In the CWB's annual survey of 1,300 Western Canadian farmers, only 9 percent said GMO wheat should be grown as soon as it's available, with the majority saying it shouldn't be grown until conditions are met such as proving benefits to farmers and demonstrating market demand. Nineteen percent said it should not be grown in Canada.
Farmers were close to evenly split when asked how interested they are in growing GM wheat. Fifty-one percent said they're not interested, with 46 percent very or somewhat interested.

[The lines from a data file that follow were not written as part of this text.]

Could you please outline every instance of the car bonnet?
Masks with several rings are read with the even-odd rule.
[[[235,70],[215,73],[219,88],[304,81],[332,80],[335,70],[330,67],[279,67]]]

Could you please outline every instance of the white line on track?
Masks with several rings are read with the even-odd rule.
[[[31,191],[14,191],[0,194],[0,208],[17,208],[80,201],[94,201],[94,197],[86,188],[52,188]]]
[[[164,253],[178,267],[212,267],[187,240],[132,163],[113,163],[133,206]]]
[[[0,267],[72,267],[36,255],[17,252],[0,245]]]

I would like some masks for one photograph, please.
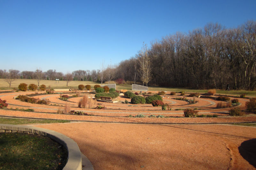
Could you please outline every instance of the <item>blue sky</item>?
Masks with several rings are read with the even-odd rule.
[[[0,0],[0,69],[97,70],[134,56],[143,42],[255,21],[255,0]]]

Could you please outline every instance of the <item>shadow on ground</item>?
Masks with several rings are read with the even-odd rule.
[[[243,157],[256,168],[256,138],[245,141],[238,149]]]

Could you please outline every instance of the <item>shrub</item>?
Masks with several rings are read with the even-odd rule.
[[[134,97],[136,95],[134,93],[131,92],[127,91],[124,93],[124,96],[125,97],[129,98],[129,99],[131,99]]]
[[[184,116],[186,117],[195,117],[198,113],[198,111],[192,109],[187,109],[184,110]]]
[[[146,99],[146,102],[147,104],[151,104],[152,103],[152,102],[154,100],[158,100],[156,97],[154,96],[148,96],[147,97]]]
[[[247,101],[245,103],[245,106],[247,110],[256,114],[256,98],[250,99],[250,101]]]
[[[229,102],[225,103],[221,102],[217,103],[216,107],[217,108],[225,108],[226,107],[230,107],[231,106],[231,103]]]
[[[68,96],[65,95],[61,95],[60,97],[60,98],[62,100],[67,101],[68,98]]]
[[[96,89],[98,88],[98,87],[100,87],[100,86],[99,85],[94,85],[94,89],[96,90]]]
[[[79,107],[82,108],[93,108],[95,107],[96,101],[91,98],[89,98],[87,95],[84,95],[79,101]]]
[[[101,93],[104,91],[104,89],[102,87],[97,87],[95,89],[95,91],[96,91],[96,93]]]
[[[131,100],[131,103],[132,104],[144,104],[146,101],[145,98],[140,96],[135,96]]]
[[[35,91],[37,88],[37,85],[35,84],[29,84],[29,85],[28,85],[28,89],[32,91]]]
[[[151,102],[152,105],[153,106],[164,106],[164,103],[160,100],[153,100]]]
[[[198,97],[199,96],[199,94],[198,93],[191,93],[188,96],[189,97],[193,97],[196,96],[196,97]]]
[[[210,89],[208,90],[208,93],[212,95],[216,94],[216,89]]]
[[[109,89],[109,92],[111,93],[112,92],[116,92],[116,89],[114,88],[110,88]]]
[[[165,92],[164,91],[162,91],[161,92],[158,92],[158,94],[159,95],[164,95],[165,94]]]
[[[172,96],[174,96],[174,95],[176,95],[176,93],[174,92],[171,92],[171,95]]]
[[[228,101],[230,100],[230,98],[226,96],[219,96],[217,100],[220,101]]]
[[[85,85],[85,88],[88,90],[91,90],[91,85]]]
[[[232,103],[238,103],[238,99],[234,99],[231,100],[231,102]]]
[[[84,88],[84,86],[83,85],[79,85],[78,86],[78,89],[80,90],[83,90]]]
[[[157,98],[157,100],[160,100],[161,101],[163,101],[163,98],[162,98],[162,97],[158,94],[154,94],[153,96],[156,97]]]
[[[0,108],[6,107],[8,106],[8,104],[6,103],[6,100],[2,100],[0,99]]]
[[[25,92],[28,90],[28,85],[26,83],[20,83],[18,87],[20,90]]]
[[[37,101],[37,104],[41,105],[48,105],[50,103],[50,100],[49,99],[44,99],[42,100],[40,100]]]
[[[108,93],[109,91],[109,88],[107,85],[106,85],[103,87],[104,89],[104,92],[106,93]]]
[[[240,110],[240,108],[238,107],[231,109],[228,111],[228,114],[230,116],[236,116],[243,115],[243,114]]]
[[[42,85],[39,86],[39,88],[41,90],[44,91],[46,89],[46,86],[44,85]]]

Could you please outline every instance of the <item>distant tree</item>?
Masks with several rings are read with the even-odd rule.
[[[65,77],[67,82],[67,86],[68,86],[68,82],[73,79],[73,75],[70,73],[68,73],[65,75]]]
[[[38,83],[38,86],[39,86],[39,83],[40,83],[40,81],[41,81],[41,79],[42,78],[43,75],[43,71],[40,68],[37,69],[36,70],[35,72],[36,75],[36,78],[37,79],[37,83]]]

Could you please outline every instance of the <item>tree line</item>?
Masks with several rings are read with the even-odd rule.
[[[210,23],[187,33],[178,32],[152,43],[150,48],[143,43],[138,54],[117,65],[105,67],[103,62],[97,70],[64,75],[55,70],[0,70],[0,78],[67,80],[69,75],[69,81],[102,83],[121,79],[147,86],[197,89],[223,89],[228,83],[231,89],[253,90],[256,67],[256,22],[249,21],[234,28]]]

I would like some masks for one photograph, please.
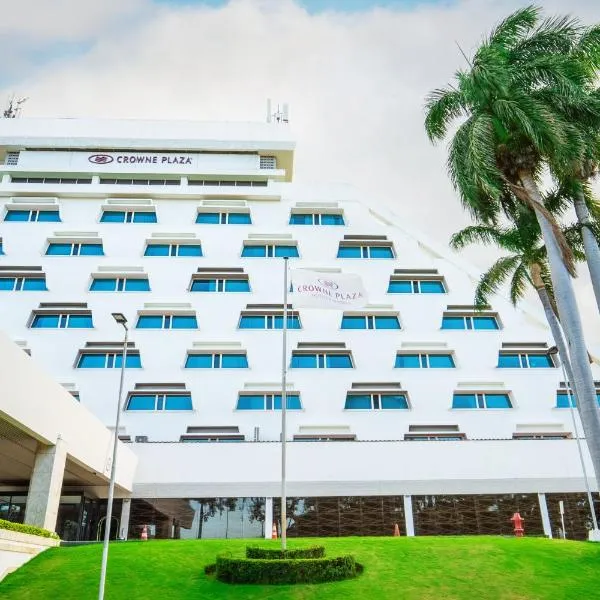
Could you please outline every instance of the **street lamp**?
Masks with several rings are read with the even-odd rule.
[[[123,326],[125,338],[123,340],[123,358],[121,359],[121,379],[119,381],[119,396],[117,398],[117,418],[115,419],[115,438],[113,444],[112,462],[110,465],[110,483],[108,485],[108,501],[106,506],[106,521],[104,524],[104,544],[102,546],[102,567],[100,569],[100,587],[98,600],[104,600],[104,584],[106,583],[106,566],[108,563],[108,542],[110,540],[110,524],[112,521],[112,505],[115,495],[115,476],[117,466],[117,448],[119,444],[119,422],[121,420],[121,396],[123,395],[123,380],[125,379],[125,363],[127,361],[127,319],[123,313],[112,313],[113,319]]]

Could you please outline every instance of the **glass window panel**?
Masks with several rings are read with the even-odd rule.
[[[155,394],[135,394],[129,396],[127,410],[154,410],[156,407]]]
[[[5,221],[29,221],[30,210],[8,210],[4,216]]]
[[[370,410],[371,409],[371,394],[348,394],[346,396],[346,404],[344,408],[348,410]]]
[[[528,354],[529,366],[532,369],[542,369],[553,367],[552,359],[549,354]]]
[[[31,323],[34,328],[50,328],[58,327],[58,319],[60,315],[36,315]]]
[[[328,369],[351,369],[352,360],[349,354],[327,354],[326,365]]]
[[[473,329],[498,329],[496,317],[473,317]]]
[[[41,290],[47,290],[46,288],[46,280],[45,279],[41,279],[36,277],[34,278],[30,278],[30,277],[25,277],[23,279],[23,290],[25,290],[26,292],[34,292],[34,291],[41,291]]]
[[[381,394],[381,408],[384,410],[408,408],[406,396],[403,394]]]
[[[452,369],[455,367],[452,354],[430,354],[429,368],[431,369]]]
[[[228,213],[227,222],[230,225],[251,225],[250,213]]]
[[[412,281],[390,281],[388,285],[389,294],[412,294]]]
[[[486,408],[512,408],[508,394],[486,394]]]
[[[57,210],[40,210],[37,220],[43,223],[58,223],[60,222],[60,215]]]
[[[192,410],[192,397],[186,396],[174,396],[167,394],[165,396],[164,410]]]
[[[180,244],[177,248],[177,256],[202,256],[200,244]]]
[[[185,361],[186,369],[212,369],[212,354],[188,354]]]
[[[452,408],[477,408],[477,396],[475,394],[454,394]]]
[[[134,223],[156,223],[156,213],[152,212],[135,212],[133,213]]]
[[[442,329],[466,329],[464,317],[444,317]]]
[[[247,279],[226,279],[226,292],[249,292],[250,282]]]
[[[498,368],[500,369],[520,369],[521,360],[518,354],[499,354]]]
[[[106,366],[106,354],[81,354],[78,369],[104,369]]]
[[[292,368],[294,369],[316,369],[316,354],[292,354]]]
[[[266,246],[244,246],[242,250],[243,257],[263,257],[267,255]]]
[[[421,367],[421,361],[418,354],[397,354],[396,369],[419,369]]]
[[[149,292],[150,281],[148,279],[126,279],[125,280],[125,291],[126,292]]]
[[[370,246],[369,255],[371,258],[394,258],[394,252],[389,246]]]
[[[375,316],[376,329],[400,329],[398,317]]]
[[[46,250],[47,256],[70,256],[73,244],[49,244]]]
[[[265,317],[262,315],[242,315],[240,329],[264,329]]]
[[[364,316],[347,315],[342,317],[342,329],[366,329],[367,319]]]
[[[238,410],[264,410],[265,397],[263,395],[256,396],[238,396]]]
[[[92,315],[69,315],[67,321],[69,329],[89,329],[93,326]]]
[[[81,244],[79,254],[81,256],[102,256],[104,250],[102,244]]]
[[[223,354],[221,367],[223,369],[247,369],[248,357],[245,354]]]
[[[340,246],[338,248],[337,258],[360,258],[360,246]]]
[[[213,225],[219,224],[219,213],[198,213],[196,223],[210,223]]]
[[[421,294],[443,294],[444,284],[441,281],[420,281]]]
[[[100,223],[124,223],[125,211],[105,210],[100,217]]]

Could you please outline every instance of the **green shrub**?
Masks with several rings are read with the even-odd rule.
[[[23,525],[22,523],[13,523],[0,519],[0,529],[8,529],[9,531],[18,531],[19,533],[28,533],[29,535],[39,535],[40,537],[48,537],[54,540],[59,539],[56,533],[36,527],[35,525]]]
[[[258,559],[217,557],[217,579],[225,583],[323,583],[356,577],[353,556]]]
[[[258,546],[246,547],[246,558],[264,558],[265,560],[281,560],[283,558],[323,558],[325,546],[309,546],[294,550],[277,550],[275,548],[259,548]]]

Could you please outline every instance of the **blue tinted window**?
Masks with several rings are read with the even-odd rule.
[[[292,368],[294,369],[316,369],[316,354],[292,354]]]
[[[412,281],[390,281],[388,285],[389,294],[412,294]]]
[[[29,221],[30,210],[8,210],[4,216],[5,221]]]
[[[421,294],[444,294],[444,284],[441,281],[420,281]]]
[[[381,395],[382,409],[401,409],[408,408],[406,396],[402,394],[382,394]]]
[[[452,358],[452,354],[429,355],[429,367],[431,369],[452,369],[454,366],[454,358]]]
[[[148,244],[144,256],[169,256],[169,244]]]
[[[263,395],[256,396],[238,396],[238,410],[264,410],[265,397]]]
[[[31,323],[33,328],[58,327],[59,315],[36,315]]]
[[[213,225],[218,225],[219,222],[219,213],[198,213],[198,216],[196,217],[196,223],[210,223]]]
[[[162,329],[162,315],[140,315],[136,327],[138,329]]]
[[[394,258],[394,252],[389,246],[369,246],[371,258]]]
[[[230,225],[251,225],[250,213],[228,213],[227,222]]]
[[[454,394],[452,408],[477,408],[475,394]]]
[[[216,279],[194,279],[192,281],[192,292],[216,292]]]
[[[397,354],[396,369],[419,369],[421,367],[421,359],[418,354]]]
[[[124,223],[125,211],[105,210],[100,217],[100,223]]]
[[[266,246],[244,246],[242,250],[243,257],[262,257],[267,255]]]
[[[192,397],[167,394],[164,410],[192,410]]]
[[[150,282],[147,279],[126,279],[126,292],[149,292]]]
[[[348,410],[370,410],[371,409],[371,395],[365,394],[362,396],[359,395],[350,395],[346,396],[346,404],[344,408]]]
[[[375,327],[377,329],[400,329],[398,317],[375,316]]]
[[[127,410],[154,410],[155,407],[154,394],[132,394],[127,402]]]
[[[360,246],[340,246],[337,253],[338,258],[361,258]]]
[[[442,329],[466,329],[464,317],[444,317]]]
[[[247,369],[248,357],[245,354],[223,354],[221,357],[223,369]]]
[[[226,279],[226,292],[249,292],[250,282],[247,279]]]
[[[198,321],[193,315],[173,315],[171,317],[172,329],[198,329]]]
[[[352,360],[349,354],[327,354],[325,361],[328,369],[352,368]]]
[[[134,223],[156,223],[155,212],[136,212],[133,213]]]
[[[177,256],[202,256],[202,246],[200,244],[180,244]]]
[[[60,216],[57,210],[40,210],[37,220],[44,223],[58,223],[60,222]]]
[[[37,292],[42,290],[47,290],[46,288],[46,280],[40,278],[29,278],[25,277],[23,279],[23,290],[26,292]]]
[[[240,319],[240,329],[264,329],[265,317],[260,315],[243,315]]]
[[[364,316],[347,315],[342,317],[342,329],[366,329],[367,319]]]
[[[73,244],[49,244],[46,254],[48,256],[69,256],[73,250]]]
[[[284,256],[290,258],[298,257],[298,247],[297,246],[275,246],[275,256],[278,258],[283,258]]]
[[[495,317],[473,317],[474,329],[498,329]]]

"My sense is that farmers are mostly taking an economic look at it," said CWB chairman Larry Hill, a farmer in the western province of Saskatchewan. "They're pretty aware that there's not major acceptance by customers and if it's going to be introduced they want to be sure it's going to make them money."
Canadian farmers grow other GMO crops, particularly canola, but there's greater sensitivity around wheat because it's a direct human food ingredient unlike canola which is crushed for vegetable oil or biofuel, Hill said.
Debate about genetically modified wheat resurfaced in May when farmer groups in the top wheat-exporting countries of Canada, the United States and Australia jointly called for synchronized production of GMO wheat. Other farm and environmental groups later issued a joint statement of opposition.
A new publicly funded academic study, to be published this week in the journal Environmental Science and Pollution Research, shows Canadian farmers were overwhelmingly opposed in 2004 to Monsanto's aborted proposal for herbicide-resistant genetically modified wheat.
That study surveyed 1,566 Prairie farmers five years ago and found 83 percent disagreed Roundup-Ready wheat should be commercially developed. Farmers felt the benefits of Roundup-Ready wheat outweighed the risks of losing markets, increasing corporate control of the food supply and contamination of non-GMO crops, said Ian Mauro, the lead author and a post-doctoral fellow at University of Victoria in British Columbia.
"All of the research indicates that the marketplace is very sensitive to any GM trait and what we found is farmers are concerned about market risks," Mauro said. "Although we've identified the risks specific to Roundup-Ready wheat, I can definitely see that many of them could apply to other GM wheat."
The Roundup-Ready wheat survey is irrelevant today because five years have passed and Monsanto is no longer pursuing that or any GMO wheat, said Trish Jordan, the company's spokeswoman in Canada. The CWB's results aren't surprising because no private companies are known to be developing GMO wheat, she said.
"In the absence of having that information (on potential GMO benefits) it's very difficult for a farmer to decide," Jordan said, adding that market acceptance would also be critical.
Syngenta AG, the world's largest agrochemical group, said in February it's not actively pursuing genetically modified wheat because of consumer resistance.